Is there an upcoming project underway?

I am currently making Gopchang Pants for Travis Scott to wear at Coachella. I don’t intend on selling it to him, but rather I will be making two pairs; one for myself and one as a gift to him. No special intentions, just for the sake of my own memory. Oh, and I am also planning on a ninth-anniversary collaboration with Nike. Nothing is official yet.

“I don’t want 99%IS- to be a brand with a distinct identity.”

Select shops have also played a role in 99%IS- becoming the brand it is today.

We have a strong history with 10 Corso Como. Thanks to this shop, we were able to host two pop-up exhibitions and a guerrilla performance. Boon The Shop has also been a good partner for every collection. H. Lorenzo is special among others — the project on damaging leather with bombs as well as the recent strip club capsule were all possible due to H. Lorenzo’s sponsorship. He is like a mentor, the go-to person to ask for a review of my clothes. His words, “You’re the only one who can do this,” are still the driving force behind my creativity.
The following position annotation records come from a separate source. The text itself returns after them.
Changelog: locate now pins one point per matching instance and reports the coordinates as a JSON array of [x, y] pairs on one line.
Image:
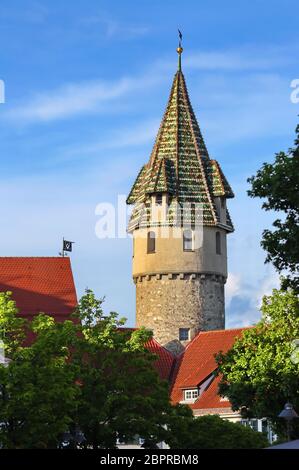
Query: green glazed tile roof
[[180, 164]]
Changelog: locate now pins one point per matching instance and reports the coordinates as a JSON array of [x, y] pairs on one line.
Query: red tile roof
[[40, 285], [165, 362], [197, 363]]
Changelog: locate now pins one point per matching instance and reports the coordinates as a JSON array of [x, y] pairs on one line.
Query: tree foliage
[[278, 184], [212, 432], [259, 374], [85, 374]]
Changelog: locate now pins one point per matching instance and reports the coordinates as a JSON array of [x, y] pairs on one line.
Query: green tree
[[121, 394], [278, 184], [87, 373], [37, 388], [259, 374], [211, 432]]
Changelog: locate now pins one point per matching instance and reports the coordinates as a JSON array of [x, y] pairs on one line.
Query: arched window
[[187, 240], [218, 243], [151, 242]]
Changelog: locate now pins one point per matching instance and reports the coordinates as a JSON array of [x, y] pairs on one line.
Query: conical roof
[[180, 164]]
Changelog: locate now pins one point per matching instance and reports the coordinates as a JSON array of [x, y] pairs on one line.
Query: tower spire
[[180, 51]]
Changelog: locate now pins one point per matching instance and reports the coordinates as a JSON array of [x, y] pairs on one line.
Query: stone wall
[[167, 302]]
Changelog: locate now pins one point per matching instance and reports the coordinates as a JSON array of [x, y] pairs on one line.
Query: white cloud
[[114, 28], [244, 299], [243, 59], [137, 135], [69, 100]]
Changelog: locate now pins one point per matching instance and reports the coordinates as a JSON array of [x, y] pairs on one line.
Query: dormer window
[[159, 199], [191, 395], [184, 334]]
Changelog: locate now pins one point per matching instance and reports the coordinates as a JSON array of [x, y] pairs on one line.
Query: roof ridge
[[34, 257]]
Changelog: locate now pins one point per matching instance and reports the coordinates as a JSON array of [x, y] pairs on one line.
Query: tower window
[[218, 243], [159, 199], [151, 242], [184, 334], [191, 395], [187, 240]]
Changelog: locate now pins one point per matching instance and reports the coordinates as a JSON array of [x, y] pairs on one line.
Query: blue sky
[[86, 86]]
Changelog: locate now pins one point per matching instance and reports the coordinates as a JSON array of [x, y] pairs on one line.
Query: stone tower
[[179, 224]]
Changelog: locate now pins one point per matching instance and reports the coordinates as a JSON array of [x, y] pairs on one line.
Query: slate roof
[[39, 285], [180, 164]]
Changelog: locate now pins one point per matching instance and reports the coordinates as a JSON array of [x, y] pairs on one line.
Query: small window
[[218, 243], [184, 334], [190, 395], [151, 242], [159, 199], [187, 240]]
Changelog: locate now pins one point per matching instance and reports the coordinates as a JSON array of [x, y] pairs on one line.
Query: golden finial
[[180, 50]]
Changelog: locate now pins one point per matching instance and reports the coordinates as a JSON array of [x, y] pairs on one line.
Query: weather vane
[[180, 50]]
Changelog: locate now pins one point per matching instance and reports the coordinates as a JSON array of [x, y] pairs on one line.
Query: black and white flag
[[67, 246]]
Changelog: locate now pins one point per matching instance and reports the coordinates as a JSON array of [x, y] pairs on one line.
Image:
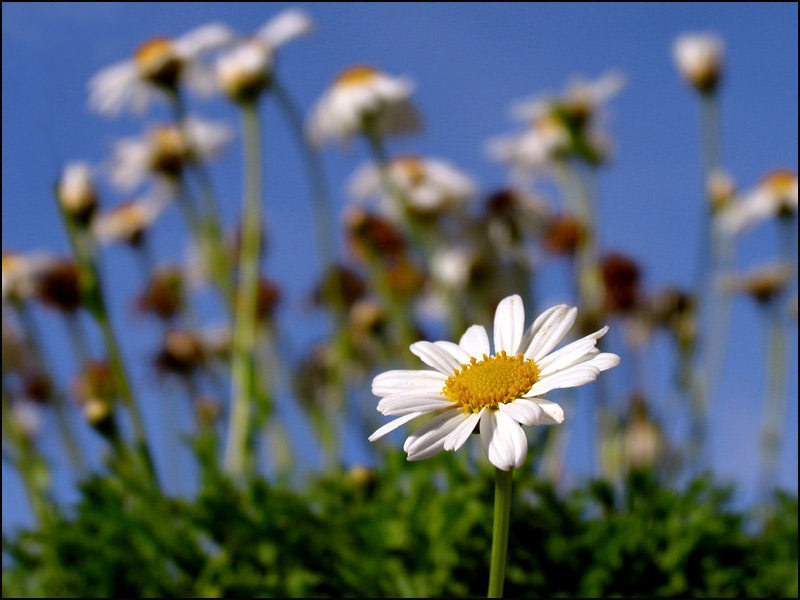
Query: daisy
[[774, 196], [699, 59], [426, 186], [164, 151], [470, 387], [159, 65], [363, 98], [245, 70], [76, 191], [127, 222]]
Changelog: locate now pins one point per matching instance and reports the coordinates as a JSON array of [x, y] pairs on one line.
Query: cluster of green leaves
[[421, 530]]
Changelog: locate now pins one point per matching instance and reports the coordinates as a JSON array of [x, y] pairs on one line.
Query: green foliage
[[421, 530]]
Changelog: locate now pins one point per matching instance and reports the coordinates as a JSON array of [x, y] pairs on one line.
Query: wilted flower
[[699, 59], [774, 196], [364, 100], [245, 70], [559, 128], [76, 191], [127, 222], [762, 284], [164, 151], [158, 65], [426, 187], [470, 386]]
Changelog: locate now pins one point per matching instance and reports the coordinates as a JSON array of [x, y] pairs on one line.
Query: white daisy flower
[[21, 273], [245, 70], [127, 222], [427, 186], [76, 191], [470, 387], [158, 65], [361, 97], [164, 151], [699, 58], [775, 195]]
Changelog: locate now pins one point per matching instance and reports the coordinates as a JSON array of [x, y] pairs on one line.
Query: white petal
[[551, 413], [551, 333], [394, 382], [503, 439], [572, 377], [570, 354], [400, 404], [604, 361], [461, 434], [392, 425], [509, 324], [456, 351], [429, 438], [476, 341], [523, 411], [436, 357], [286, 26]]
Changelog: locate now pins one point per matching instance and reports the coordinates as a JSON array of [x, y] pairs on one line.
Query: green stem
[[502, 514], [33, 338], [244, 335], [94, 300]]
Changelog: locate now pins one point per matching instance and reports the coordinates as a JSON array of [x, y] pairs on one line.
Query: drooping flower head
[[164, 150], [471, 387], [363, 100], [158, 65], [774, 196], [427, 187], [699, 59], [246, 69], [559, 127]]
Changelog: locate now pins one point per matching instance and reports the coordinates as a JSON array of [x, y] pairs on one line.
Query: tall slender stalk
[[94, 300], [502, 519], [244, 335], [68, 437]]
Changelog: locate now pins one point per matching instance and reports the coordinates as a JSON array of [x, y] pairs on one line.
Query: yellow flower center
[[490, 382], [355, 76], [158, 62], [412, 167]]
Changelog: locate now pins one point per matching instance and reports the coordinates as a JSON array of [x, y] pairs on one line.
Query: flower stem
[[244, 335], [502, 513]]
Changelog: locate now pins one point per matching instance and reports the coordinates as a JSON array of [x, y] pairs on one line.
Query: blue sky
[[470, 61]]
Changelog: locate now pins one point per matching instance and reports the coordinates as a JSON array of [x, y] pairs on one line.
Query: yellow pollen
[[157, 61], [491, 381], [412, 167], [355, 76]]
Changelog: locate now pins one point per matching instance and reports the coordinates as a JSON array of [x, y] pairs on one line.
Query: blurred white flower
[[158, 65], [471, 387], [559, 127], [699, 58], [127, 222], [76, 191], [426, 186], [244, 71], [775, 195], [21, 273], [362, 99], [165, 150]]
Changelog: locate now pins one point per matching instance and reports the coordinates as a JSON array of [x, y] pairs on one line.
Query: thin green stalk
[[244, 335], [775, 401], [94, 300], [502, 514]]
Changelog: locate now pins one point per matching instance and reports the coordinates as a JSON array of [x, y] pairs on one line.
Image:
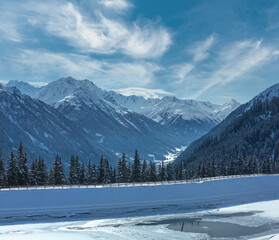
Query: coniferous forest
[[16, 170]]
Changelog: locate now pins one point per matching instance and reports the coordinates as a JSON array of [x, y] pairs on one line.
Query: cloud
[[232, 63], [144, 92], [38, 84], [199, 50], [3, 81], [116, 4], [90, 29], [9, 27], [108, 74]]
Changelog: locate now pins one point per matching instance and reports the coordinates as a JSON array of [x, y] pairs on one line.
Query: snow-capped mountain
[[95, 121], [43, 130], [190, 118], [116, 128], [24, 87], [250, 131]]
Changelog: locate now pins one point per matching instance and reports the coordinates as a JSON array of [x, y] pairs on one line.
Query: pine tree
[[223, 168], [22, 163], [107, 172], [162, 174], [231, 169], [42, 174], [74, 172], [136, 168], [3, 176], [91, 177], [129, 172], [144, 171], [204, 172], [12, 171], [51, 178], [101, 170], [152, 172], [82, 179], [169, 172], [274, 167], [34, 173], [122, 170], [58, 171]]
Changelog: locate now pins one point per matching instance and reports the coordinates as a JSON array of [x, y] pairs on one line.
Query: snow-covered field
[[151, 227], [143, 212]]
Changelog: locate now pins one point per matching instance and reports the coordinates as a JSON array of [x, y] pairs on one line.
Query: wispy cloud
[[232, 63], [199, 51], [89, 29], [144, 92], [116, 4], [42, 64]]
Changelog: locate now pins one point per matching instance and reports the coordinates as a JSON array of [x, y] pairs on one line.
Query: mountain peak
[[269, 93], [24, 87], [61, 89]]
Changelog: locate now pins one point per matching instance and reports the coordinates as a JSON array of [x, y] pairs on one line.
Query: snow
[[171, 156], [99, 201], [100, 136], [266, 212]]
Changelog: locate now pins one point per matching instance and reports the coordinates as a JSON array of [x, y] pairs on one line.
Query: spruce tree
[[122, 170], [144, 171], [136, 168], [91, 177], [51, 178], [161, 174], [12, 171], [101, 170], [22, 163], [82, 179], [129, 172], [223, 168], [169, 172], [107, 172], [42, 174], [58, 171], [152, 172], [74, 172], [34, 173], [3, 176]]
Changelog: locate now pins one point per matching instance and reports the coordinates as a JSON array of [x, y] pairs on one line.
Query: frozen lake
[[250, 221]]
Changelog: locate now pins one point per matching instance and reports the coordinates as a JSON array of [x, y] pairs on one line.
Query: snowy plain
[[141, 212]]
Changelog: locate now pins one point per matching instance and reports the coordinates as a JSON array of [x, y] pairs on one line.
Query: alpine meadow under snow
[[132, 120], [108, 123]]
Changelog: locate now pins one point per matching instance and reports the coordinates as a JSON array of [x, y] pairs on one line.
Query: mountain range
[[252, 130], [70, 116]]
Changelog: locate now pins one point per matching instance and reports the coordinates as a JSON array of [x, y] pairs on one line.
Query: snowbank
[[116, 200]]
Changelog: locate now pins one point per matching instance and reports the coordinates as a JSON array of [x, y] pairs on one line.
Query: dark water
[[220, 229]]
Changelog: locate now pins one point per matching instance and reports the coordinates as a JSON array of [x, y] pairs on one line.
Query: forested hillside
[[254, 133]]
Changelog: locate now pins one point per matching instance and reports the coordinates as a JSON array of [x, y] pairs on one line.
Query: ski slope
[[79, 203]]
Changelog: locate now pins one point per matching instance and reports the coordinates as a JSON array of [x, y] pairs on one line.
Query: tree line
[[18, 172]]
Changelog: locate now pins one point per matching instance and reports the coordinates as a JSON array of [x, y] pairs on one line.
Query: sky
[[212, 50]]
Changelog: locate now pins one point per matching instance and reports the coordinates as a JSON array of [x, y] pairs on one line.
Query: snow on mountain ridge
[[24, 87]]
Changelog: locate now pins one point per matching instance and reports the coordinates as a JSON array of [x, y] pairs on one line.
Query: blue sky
[[205, 50]]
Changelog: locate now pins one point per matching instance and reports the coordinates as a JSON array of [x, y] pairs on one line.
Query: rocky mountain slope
[[250, 131]]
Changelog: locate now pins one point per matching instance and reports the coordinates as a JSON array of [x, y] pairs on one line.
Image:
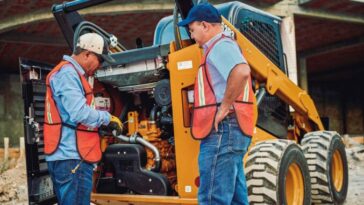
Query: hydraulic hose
[[135, 139]]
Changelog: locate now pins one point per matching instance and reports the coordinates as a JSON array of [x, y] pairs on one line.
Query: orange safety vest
[[205, 105], [87, 139]]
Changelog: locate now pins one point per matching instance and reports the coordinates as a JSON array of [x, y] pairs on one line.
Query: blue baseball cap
[[202, 12]]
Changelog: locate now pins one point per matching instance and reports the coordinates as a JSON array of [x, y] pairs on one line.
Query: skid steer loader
[[292, 159]]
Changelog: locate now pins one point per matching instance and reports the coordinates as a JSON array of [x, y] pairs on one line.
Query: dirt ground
[[13, 185]]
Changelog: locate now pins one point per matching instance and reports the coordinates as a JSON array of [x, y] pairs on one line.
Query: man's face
[[92, 62], [198, 32]]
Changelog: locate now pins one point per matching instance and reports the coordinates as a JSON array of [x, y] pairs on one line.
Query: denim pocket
[[238, 142], [62, 171]]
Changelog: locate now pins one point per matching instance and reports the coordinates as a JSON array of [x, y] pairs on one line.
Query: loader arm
[[276, 82]]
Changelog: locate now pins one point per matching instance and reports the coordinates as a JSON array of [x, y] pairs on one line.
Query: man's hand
[[115, 125], [222, 111]]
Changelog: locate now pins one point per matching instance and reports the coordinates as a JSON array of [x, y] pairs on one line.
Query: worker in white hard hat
[[71, 122]]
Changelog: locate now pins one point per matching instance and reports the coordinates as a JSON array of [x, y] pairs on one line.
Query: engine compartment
[[131, 166]]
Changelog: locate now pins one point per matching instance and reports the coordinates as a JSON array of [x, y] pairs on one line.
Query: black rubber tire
[[266, 169], [319, 148]]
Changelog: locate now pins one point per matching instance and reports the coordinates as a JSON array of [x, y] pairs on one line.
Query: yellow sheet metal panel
[[183, 65]]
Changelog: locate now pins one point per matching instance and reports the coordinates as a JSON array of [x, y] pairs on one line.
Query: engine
[[143, 160]]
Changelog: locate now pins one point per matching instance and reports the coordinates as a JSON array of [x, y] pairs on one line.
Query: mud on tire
[[269, 173], [328, 167]]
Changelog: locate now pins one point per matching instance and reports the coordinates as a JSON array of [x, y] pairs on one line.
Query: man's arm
[[237, 78], [67, 86]]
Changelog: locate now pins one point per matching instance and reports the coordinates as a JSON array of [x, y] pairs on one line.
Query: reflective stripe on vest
[[205, 105], [87, 139]]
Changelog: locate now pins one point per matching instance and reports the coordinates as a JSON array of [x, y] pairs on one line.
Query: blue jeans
[[222, 179], [71, 188]]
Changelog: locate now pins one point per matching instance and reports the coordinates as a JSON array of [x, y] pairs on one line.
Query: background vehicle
[[292, 159]]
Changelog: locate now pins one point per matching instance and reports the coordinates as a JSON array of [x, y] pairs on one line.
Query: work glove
[[115, 125]]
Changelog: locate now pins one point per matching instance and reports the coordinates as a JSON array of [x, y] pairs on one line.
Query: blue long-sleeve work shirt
[[70, 99]]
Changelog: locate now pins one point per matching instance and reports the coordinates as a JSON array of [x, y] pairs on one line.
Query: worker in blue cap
[[225, 129]]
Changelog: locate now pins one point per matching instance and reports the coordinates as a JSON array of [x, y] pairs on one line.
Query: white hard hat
[[95, 43]]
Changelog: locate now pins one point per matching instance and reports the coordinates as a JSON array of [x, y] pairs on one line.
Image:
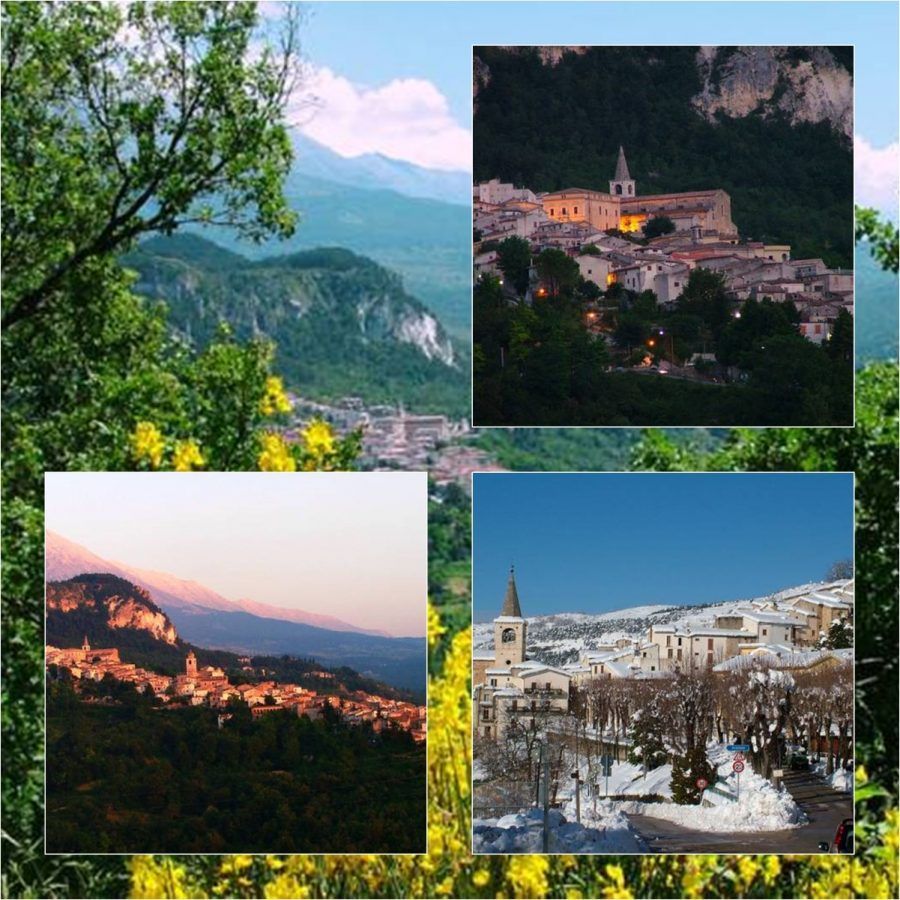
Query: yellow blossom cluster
[[148, 446], [319, 438], [275, 455], [448, 869]]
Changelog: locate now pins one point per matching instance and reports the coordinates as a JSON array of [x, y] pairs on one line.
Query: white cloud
[[876, 170], [407, 118]]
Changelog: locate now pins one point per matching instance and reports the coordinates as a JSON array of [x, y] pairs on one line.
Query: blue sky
[[596, 543], [397, 76]]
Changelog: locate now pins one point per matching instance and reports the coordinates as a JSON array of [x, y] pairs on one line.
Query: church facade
[[508, 686], [623, 209]]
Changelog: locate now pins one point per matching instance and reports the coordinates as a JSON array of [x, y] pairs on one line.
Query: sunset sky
[[351, 545]]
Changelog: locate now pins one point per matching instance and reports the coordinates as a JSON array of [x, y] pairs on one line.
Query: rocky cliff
[[342, 323], [100, 602]]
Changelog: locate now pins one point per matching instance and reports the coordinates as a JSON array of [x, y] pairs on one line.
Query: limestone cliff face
[[805, 84], [113, 602]]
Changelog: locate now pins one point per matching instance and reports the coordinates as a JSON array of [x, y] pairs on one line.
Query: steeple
[[511, 601], [622, 184], [622, 167]]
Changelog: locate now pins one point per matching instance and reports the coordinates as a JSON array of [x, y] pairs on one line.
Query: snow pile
[[842, 780], [523, 833], [761, 808]]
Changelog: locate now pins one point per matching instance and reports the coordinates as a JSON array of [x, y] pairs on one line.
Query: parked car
[[843, 839]]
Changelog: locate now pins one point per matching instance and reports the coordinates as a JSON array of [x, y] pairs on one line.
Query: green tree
[[658, 226], [514, 260], [558, 271], [686, 770]]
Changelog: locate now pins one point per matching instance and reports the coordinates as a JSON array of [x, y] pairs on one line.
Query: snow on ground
[[560, 638], [522, 832], [761, 807]]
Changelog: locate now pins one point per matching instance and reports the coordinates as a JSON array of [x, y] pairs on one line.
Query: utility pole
[[545, 787]]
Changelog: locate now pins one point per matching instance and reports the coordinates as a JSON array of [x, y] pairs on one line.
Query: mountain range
[[560, 638], [392, 211], [207, 619], [343, 324]]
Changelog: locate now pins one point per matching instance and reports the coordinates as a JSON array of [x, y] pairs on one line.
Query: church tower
[[622, 185], [509, 628]]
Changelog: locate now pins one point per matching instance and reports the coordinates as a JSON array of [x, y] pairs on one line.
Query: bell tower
[[622, 185], [510, 628]]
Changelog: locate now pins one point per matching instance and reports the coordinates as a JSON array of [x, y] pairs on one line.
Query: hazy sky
[[597, 543], [396, 78], [351, 545]]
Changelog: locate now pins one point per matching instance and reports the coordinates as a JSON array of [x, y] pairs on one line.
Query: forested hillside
[[343, 325], [552, 126]]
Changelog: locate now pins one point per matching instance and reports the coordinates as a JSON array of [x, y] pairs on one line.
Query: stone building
[[703, 213]]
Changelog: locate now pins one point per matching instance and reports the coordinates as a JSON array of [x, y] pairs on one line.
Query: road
[[824, 807]]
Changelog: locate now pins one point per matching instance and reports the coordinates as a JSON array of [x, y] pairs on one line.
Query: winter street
[[823, 806]]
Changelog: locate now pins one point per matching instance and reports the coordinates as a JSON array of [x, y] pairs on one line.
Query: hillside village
[[621, 240], [789, 633], [210, 686], [662, 723]]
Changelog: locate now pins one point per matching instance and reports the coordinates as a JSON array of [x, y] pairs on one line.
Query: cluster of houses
[[784, 633], [394, 438], [704, 236], [210, 686]]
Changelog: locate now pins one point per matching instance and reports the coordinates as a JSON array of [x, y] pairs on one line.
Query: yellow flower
[[275, 455], [187, 457], [147, 443], [435, 628], [274, 399], [528, 875], [319, 438]]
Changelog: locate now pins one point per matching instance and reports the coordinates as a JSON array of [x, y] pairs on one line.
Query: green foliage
[[685, 772], [658, 226], [333, 315], [558, 271], [449, 562], [206, 788], [514, 259], [882, 236], [107, 139], [788, 183]]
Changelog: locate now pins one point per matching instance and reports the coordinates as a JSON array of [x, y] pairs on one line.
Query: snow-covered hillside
[[560, 638]]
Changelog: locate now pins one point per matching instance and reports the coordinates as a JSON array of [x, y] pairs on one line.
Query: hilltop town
[[623, 240], [210, 686], [643, 729]]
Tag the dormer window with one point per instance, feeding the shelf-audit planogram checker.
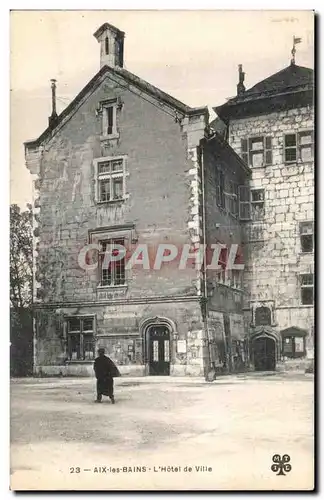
(110, 179)
(110, 122)
(107, 110)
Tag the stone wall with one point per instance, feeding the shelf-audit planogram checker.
(161, 206)
(273, 256)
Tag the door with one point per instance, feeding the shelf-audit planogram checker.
(264, 354)
(159, 350)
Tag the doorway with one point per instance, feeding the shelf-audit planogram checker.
(264, 354)
(159, 350)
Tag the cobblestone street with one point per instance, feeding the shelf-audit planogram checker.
(232, 426)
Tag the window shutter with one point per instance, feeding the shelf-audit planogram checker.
(244, 151)
(244, 203)
(268, 150)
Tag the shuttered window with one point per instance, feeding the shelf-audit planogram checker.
(244, 203)
(257, 151)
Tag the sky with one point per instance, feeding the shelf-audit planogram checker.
(192, 55)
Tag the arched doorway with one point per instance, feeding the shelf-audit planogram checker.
(264, 349)
(264, 354)
(158, 350)
(157, 334)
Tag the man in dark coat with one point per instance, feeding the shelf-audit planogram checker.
(105, 370)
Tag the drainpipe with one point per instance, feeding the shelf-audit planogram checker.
(205, 294)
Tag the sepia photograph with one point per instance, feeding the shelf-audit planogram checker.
(162, 240)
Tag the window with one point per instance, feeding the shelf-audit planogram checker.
(233, 199)
(112, 271)
(251, 203)
(220, 188)
(81, 346)
(244, 203)
(306, 237)
(262, 316)
(107, 45)
(293, 347)
(257, 204)
(299, 147)
(307, 289)
(109, 118)
(224, 276)
(111, 180)
(235, 278)
(257, 151)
What kind of city is Seoul to Bajowoo?

It used to be a place full of hate and discontent. I could only see things that I couldn’t do. So I used to make items, which included words like “SEX, SHIT, SEOUL, SIBAL.” Now it’s more like a love-hate relationship. I’m just here in Seoul, so I’m happy and doing what I can.

Where is the next destination of 99%IS-?

I don’t want to make a brand with a distinct identity. I just want to put 99%IS- in the most difficult, most enjoyable, and the furthest of places. I want to make a design methodology that doesn’t exist in our world. What’s important is that I want to direct myself horizontally, not higher or lower.